Yahoo rolled out its new stars in Katie Couric and David Pogue, and Tumblr CEO David Karp shared the stage with her to talk ads. Mayer announced that the company had just purchased Aviate, an Android launcher. But it was mostly self-promoting rubbish about the future of Yahoo. And why not?
Yahoo is on a tear. If by perception alone, Yahoo is making a fantastic recovery and is quickly reinventing itself. As Yahoo’s captain, Mayer had, and will continue to have, a lot to brag about.

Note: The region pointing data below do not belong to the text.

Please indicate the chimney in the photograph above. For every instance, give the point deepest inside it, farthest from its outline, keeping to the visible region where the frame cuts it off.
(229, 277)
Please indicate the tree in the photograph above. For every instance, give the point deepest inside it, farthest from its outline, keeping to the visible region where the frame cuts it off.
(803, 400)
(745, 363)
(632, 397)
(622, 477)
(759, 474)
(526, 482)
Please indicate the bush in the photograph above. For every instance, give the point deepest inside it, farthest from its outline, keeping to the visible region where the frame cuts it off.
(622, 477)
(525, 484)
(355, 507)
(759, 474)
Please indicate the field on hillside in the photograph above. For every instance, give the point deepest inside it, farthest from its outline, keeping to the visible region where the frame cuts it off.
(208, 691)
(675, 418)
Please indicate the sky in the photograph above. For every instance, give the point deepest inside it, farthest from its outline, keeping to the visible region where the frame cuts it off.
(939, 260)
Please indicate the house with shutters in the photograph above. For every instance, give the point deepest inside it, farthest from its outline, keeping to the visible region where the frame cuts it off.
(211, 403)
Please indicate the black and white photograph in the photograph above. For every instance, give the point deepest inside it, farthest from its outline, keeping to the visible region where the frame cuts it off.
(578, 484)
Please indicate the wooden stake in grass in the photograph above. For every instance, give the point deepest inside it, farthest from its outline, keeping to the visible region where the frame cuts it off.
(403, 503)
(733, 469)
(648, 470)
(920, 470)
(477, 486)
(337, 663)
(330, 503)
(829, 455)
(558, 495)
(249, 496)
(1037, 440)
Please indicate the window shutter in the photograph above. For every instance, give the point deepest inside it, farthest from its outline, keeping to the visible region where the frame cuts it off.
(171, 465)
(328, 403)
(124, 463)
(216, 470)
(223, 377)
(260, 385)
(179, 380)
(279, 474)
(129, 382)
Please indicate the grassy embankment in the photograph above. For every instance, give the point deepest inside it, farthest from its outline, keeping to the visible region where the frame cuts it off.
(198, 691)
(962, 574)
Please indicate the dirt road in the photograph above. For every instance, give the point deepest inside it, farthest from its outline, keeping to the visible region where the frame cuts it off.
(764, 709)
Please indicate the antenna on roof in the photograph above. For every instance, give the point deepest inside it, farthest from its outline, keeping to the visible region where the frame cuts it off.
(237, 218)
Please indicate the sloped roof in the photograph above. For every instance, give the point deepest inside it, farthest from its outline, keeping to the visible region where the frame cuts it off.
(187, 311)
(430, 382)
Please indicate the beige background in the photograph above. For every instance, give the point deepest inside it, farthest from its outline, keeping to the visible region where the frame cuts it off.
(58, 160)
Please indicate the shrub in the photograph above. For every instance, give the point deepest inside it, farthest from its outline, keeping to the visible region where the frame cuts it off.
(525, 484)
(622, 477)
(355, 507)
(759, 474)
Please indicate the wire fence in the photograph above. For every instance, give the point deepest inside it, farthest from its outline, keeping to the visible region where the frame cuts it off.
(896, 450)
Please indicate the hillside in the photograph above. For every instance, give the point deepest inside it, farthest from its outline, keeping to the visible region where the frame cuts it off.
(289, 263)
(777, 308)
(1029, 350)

Being the most popular kid at school doesn’t mean you’re the best, though. For my money, Intel’s Krzanich gave the most interesting talk. Sure, he also highlighted Intel’s recent advancements, but he talked about the recent trends of the Internet of Things and wearables — spaces that are set to explode in the coming years. The report notes that wearable technology was the most prominent trend mentioned on Twitter during CES with 61,000 hits.
Will Mayer return for a repeat performance next year? I’m sure the CEA hopes she will. The reaction to her talk proved that companies do not have to debut hardware to make waves at CES.
Interestingly enough, Micheal Bay garnered over 15,000 tweets for his little flub. Apparently, if you don’t talk on stage, you’ll get even more attention.